Council recently gave final approval for the massive Harris Green redevelopment that will see five residential towers with about 1,500 rental suites and about 100,000 square feet of commercial established on the city centre’s eastern edge.

The Roundhouse is similarly ambitious.

The second large phase of the Bayview project envisions as many as nine towers ranging in height from 18 to 28 storeys with 1,900 residential units — 16 per cent of which are to be below-market-price rental units — 76,000 square feet of retail and commercial space, and 40 per cent of the site devoted to publicly accessible amenities.

While council has an option to move the project to a public hearing, city staff are recommending that work continue to refine the master plan, particularly when it comes to density on the site.

Toderian said they may be talking about decimal points of density, but he stressed that every point could be the difference between a project being viable or not.

Toderian noted the Roundhouse project was actually approved in 2008, but what was approved was essentially unbuildable due to what was required of the developer.

“And it’s always important to remember that when we’re talking about density, we’re talking about homes. We’re talking about whether or not the proposal accommodates 400 fewer homes — in a housing crisis, density is not an abstract or arbitrary ­number,” he said.
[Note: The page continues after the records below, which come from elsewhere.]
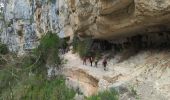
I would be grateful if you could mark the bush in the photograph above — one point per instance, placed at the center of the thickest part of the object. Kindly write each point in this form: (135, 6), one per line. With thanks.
(3, 49)
(106, 95)
(25, 78)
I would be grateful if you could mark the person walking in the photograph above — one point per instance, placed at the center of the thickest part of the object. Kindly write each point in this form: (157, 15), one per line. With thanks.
(91, 60)
(84, 60)
(96, 62)
(104, 64)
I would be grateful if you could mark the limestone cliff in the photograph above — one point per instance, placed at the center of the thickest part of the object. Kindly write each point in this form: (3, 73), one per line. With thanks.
(110, 19)
(23, 22)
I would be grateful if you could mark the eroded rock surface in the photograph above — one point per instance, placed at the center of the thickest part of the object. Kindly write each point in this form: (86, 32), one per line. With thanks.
(110, 19)
(23, 22)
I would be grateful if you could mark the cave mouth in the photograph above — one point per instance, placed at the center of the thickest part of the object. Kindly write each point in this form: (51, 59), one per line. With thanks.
(157, 41)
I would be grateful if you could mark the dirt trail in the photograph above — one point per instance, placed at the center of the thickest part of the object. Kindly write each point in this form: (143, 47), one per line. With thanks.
(148, 73)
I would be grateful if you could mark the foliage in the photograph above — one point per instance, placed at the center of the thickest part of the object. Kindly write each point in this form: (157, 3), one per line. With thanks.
(83, 48)
(47, 53)
(105, 95)
(3, 49)
(25, 78)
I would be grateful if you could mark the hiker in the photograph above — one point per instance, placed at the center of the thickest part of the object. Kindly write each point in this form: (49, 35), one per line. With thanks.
(96, 62)
(91, 60)
(84, 60)
(104, 64)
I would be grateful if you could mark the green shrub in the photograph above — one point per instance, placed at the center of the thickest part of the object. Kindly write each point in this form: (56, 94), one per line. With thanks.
(105, 95)
(3, 49)
(47, 53)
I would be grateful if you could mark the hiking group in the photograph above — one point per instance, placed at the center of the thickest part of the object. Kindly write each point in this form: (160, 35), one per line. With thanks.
(95, 61)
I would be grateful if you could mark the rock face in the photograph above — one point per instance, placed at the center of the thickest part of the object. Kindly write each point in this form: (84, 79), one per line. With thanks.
(23, 22)
(110, 19)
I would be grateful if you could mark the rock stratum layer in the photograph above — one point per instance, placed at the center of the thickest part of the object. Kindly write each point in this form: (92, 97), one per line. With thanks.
(24, 22)
(110, 19)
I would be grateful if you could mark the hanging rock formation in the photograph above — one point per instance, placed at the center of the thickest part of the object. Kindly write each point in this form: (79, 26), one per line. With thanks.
(110, 19)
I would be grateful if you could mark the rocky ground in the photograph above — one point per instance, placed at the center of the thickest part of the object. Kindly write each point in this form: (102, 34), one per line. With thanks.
(144, 76)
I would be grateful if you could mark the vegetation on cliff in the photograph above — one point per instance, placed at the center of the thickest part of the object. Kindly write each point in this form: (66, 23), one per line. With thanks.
(25, 78)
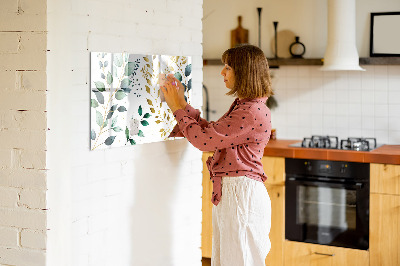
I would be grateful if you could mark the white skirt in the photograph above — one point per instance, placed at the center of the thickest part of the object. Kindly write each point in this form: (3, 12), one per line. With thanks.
(241, 223)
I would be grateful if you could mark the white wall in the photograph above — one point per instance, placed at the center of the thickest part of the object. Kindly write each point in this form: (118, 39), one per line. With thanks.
(311, 102)
(23, 133)
(136, 205)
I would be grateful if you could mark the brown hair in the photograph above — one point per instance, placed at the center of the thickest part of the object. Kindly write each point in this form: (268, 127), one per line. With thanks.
(250, 66)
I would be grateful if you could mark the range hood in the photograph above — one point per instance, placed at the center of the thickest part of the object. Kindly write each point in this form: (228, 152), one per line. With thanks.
(341, 51)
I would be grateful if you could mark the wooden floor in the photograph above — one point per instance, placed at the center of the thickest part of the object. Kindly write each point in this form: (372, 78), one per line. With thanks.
(206, 261)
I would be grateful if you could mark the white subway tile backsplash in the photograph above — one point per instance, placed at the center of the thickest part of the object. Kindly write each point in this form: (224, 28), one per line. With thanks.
(368, 123)
(381, 97)
(394, 83)
(355, 96)
(342, 122)
(381, 136)
(381, 110)
(381, 84)
(355, 122)
(329, 109)
(394, 124)
(381, 122)
(380, 71)
(367, 96)
(367, 110)
(394, 137)
(394, 97)
(394, 110)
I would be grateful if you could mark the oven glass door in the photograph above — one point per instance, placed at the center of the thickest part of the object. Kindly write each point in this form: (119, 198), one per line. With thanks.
(326, 213)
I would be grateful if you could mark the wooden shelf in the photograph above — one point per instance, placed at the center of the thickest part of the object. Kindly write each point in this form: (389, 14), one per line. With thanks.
(274, 63)
(380, 61)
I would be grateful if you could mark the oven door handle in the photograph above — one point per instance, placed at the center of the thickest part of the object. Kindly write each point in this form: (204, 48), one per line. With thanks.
(324, 254)
(357, 185)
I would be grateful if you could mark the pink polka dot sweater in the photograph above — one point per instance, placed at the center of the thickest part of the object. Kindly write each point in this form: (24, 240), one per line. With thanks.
(238, 139)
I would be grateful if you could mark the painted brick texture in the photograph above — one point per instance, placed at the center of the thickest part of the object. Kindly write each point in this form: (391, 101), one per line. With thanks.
(23, 126)
(125, 205)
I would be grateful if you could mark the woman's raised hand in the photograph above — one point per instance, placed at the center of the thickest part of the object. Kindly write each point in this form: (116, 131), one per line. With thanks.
(174, 93)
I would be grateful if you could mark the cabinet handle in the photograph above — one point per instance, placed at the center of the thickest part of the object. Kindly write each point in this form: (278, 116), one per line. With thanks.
(324, 254)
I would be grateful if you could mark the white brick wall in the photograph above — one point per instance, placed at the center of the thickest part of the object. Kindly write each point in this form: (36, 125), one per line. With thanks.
(23, 128)
(125, 206)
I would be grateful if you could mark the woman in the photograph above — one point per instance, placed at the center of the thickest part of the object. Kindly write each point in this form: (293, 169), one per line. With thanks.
(242, 211)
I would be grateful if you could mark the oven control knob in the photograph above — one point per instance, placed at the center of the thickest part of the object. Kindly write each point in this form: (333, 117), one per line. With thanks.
(308, 166)
(343, 168)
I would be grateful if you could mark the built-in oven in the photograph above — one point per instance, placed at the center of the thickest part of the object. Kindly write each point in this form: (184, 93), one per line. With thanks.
(327, 202)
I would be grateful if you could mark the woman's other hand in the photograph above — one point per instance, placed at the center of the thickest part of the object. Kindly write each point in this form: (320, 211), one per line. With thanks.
(174, 93)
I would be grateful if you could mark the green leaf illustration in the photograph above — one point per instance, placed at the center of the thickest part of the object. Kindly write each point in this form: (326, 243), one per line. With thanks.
(109, 140)
(118, 60)
(119, 95)
(127, 133)
(109, 78)
(117, 129)
(122, 109)
(94, 103)
(114, 121)
(115, 72)
(100, 85)
(129, 68)
(112, 110)
(188, 70)
(92, 135)
(126, 90)
(178, 76)
(125, 83)
(99, 96)
(144, 123)
(99, 119)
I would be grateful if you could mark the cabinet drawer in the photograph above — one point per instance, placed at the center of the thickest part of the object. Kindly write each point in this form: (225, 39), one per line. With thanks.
(304, 254)
(274, 168)
(385, 178)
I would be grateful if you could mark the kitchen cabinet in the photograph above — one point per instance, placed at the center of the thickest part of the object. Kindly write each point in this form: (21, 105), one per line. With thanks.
(385, 215)
(385, 178)
(206, 226)
(274, 168)
(305, 254)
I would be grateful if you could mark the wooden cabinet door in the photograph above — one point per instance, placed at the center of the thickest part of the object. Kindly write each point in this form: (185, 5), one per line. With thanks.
(274, 168)
(304, 254)
(385, 178)
(384, 237)
(277, 233)
(206, 226)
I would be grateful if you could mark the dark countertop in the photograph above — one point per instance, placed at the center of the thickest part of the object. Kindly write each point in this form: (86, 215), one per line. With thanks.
(389, 154)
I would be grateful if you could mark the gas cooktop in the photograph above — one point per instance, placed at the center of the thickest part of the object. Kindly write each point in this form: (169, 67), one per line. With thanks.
(332, 142)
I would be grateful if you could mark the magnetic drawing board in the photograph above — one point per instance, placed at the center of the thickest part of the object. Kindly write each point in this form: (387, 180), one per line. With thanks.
(126, 103)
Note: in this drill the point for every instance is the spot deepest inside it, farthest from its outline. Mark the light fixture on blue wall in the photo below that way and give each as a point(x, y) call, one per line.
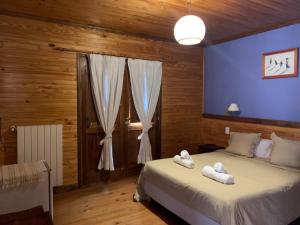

The city has been recommending a floor-space ratio of 4.0, while the Roundhouse was pushing for 4.75. Toderian said the difference is about 400 housing units.

The floor-space ratio is the ratio of the total floor area of a building to the area of the lot on which it sits.

Toderian, who tends to work with cities rather than private developers, said he was drawn to the project because there’s no other site that shares its complexity or opportunity.

“I think there’s a marvelous opportunity for placemaking. ­There’s a real opportunity to do a complete community, a walkable community — what’s sometimes called a 15-minute community — where it’s close to the downtown, but you’ve got things right in the community to walk to, including shopping. Yes, there will be cars, but there’s choices around walking, biking, and transit,” he said.

“And it’s diverse in the context of not just market housing, but affordable housing and purpose-built rental housing. And to be clear, cities like Victoria need all of that,” he said. “It’s the right level of ambition in the right location at the right time.”